Los médicos insistían en quitarle el proyectil oculto entre las costillas, aunque no se sabía a ciencia cierta dónde estaba alojado. Costó trabajo convencerlo de que se dejase operar. No encontraron la bala, pero sí le extrajeron restos de una costilla y del omóplato.
Como insistía que debía volver a la campaña, lo hacía en carruaje porque no podía montar. Sus heridas de la oreja, en las costillas y de la espalda seguían supurando y hasta un médico lo intervino de urgencia en una posta del camino por un dolor agudo que sentía en su costado. Era otra astilla de costilla.
Un extraño tratamiento
En Santiago del Estero un paisano le aseguró que le curaría la herida de bayoneta de la espalda. El propio Lamadrid describió en sus memorias el procedimiento: “Poniéndose no se qué en la boca la aplica a la herida y me dio un chupón tan fuerte y continuado y sentí su impresión desde el fondo de la herida, como si me extrajeran algo como un fuelle; enseguida escupió una porción de humor, se enjuagó la boca con vino aguado y repitió otra con el mismo éxito. En efecto, sentí un consuelo, pues conocía visiblemente que se me había descargado un peso”.
Los resultados fueron evidentes: el hombre fue nombrado su médico de cabecera y no se apartaba de su lado por nada del mundo.
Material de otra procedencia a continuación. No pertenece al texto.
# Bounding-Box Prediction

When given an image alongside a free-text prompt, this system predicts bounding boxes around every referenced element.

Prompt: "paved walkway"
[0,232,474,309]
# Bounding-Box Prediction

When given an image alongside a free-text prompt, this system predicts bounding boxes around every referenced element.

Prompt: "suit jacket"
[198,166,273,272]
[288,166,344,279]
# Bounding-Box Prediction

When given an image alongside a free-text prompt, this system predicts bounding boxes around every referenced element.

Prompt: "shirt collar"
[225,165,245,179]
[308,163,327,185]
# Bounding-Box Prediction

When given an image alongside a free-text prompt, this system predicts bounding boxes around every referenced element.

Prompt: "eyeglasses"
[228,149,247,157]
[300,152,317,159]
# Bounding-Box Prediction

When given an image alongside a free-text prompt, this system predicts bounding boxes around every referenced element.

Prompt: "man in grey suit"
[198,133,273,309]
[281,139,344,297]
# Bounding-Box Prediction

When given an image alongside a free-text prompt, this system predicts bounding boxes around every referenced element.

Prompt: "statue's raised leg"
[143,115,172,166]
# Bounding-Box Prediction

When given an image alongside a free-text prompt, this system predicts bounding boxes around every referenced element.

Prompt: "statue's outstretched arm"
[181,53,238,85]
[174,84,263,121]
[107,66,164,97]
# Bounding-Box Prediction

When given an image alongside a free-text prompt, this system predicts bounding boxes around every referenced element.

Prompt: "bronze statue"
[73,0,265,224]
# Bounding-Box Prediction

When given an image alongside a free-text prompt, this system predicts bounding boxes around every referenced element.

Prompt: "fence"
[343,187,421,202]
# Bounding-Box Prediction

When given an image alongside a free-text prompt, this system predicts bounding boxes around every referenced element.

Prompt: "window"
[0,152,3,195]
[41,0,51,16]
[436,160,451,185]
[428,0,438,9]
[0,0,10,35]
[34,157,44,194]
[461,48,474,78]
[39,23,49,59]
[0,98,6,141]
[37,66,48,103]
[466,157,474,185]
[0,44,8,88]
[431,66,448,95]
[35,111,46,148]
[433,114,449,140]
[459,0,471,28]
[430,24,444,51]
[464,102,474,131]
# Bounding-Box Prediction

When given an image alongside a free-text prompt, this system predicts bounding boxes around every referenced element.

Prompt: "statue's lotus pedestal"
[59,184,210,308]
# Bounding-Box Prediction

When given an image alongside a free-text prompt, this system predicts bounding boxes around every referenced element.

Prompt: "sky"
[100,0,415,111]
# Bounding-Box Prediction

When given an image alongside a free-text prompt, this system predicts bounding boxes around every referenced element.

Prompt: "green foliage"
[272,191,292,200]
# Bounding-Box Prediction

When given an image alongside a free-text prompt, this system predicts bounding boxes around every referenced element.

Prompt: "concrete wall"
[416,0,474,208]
Ocho meses después Lamadrid volvería a combatir a Quiroga en Rincón de Valladares, y fue derrotado. En su fuga hacia Bolivia, sus heridas se le abrieron porque no había mantenido el reposo aconsejado. En Potosí la pasó mal con la altura y en Chuquisaca descubrió unas termas que lo aliviaron notoriamente.
Quiso ir a Buenos Aires, donde su esposa también estaba enferma. De paso por Santiago del Estero, fue recibido con toda amistad por Felipe Ibarra, con quien se había enfrentado. Allí le aplicaron unos medicamentos que lo mejoraron mucho. En Buenos Aires los médicos no entendían cómo había sobrevivido; insistían en que había que extraer el proyectil, pero Lamadrid se mantuvo firme, las operaciones eran un verdadero martirio, la herida se cerró y no volvió a supurar más.
Se había curado.
Ya repuesto, volvió a Tucumán, pero fue atacado, en 1827 y debió huir a Bolivia para salvar su vida. Con grandes penurias logró volver a Buenos Aires. A pesar de estar en la vereda de enfrente, acompañó a Dorrego en sus últimos momentos. Peleó en San Roque, La Tablada y Oncativo.
Involucrado en las guerras intestinas, por sus derrotas debió exiliarse nuevamente, primero en Bolivia y luego en Montevideo, y volvió a Buenos Aires en 1840.
Rosas lo envió a Tucumán para que se apoderase de la provincia pero terminó participando de la Coalición del Norte que apoyaba a Lavalle. Cuando Pacheco lo derrotó en Rodeo del Medio no le quedó más remedio que cruzar a Chile, donde sobrevivió viviendo de una panadería. Regresó para luchar junto a Urquiza en Caseros el 3 de febrero de 1852. Sarmiento, quien lo ayudó en el país trasandino, lo describió como “el más valiente de los valientes”.
Falleció en la ciudad de Buenos Aires el 5 de enero de 1857, treinta años después de El Tala, y enterrado en la Recoleta en la bóveda de los Díaz Vélez. Tenía 61 años.
Al cumplirse el centenario de su nacimiento, se dispuso trasladar sus restos a Tucumán. Al abrir el féretro, el asombro fue total. Impresionaban en el cráneo las marcas de los sablazos y, por supuesto, aún entre las costillas, el bendito proyectil que recibió por la espalda ese valiente tucumano que, pese a todo, nunca se rindió.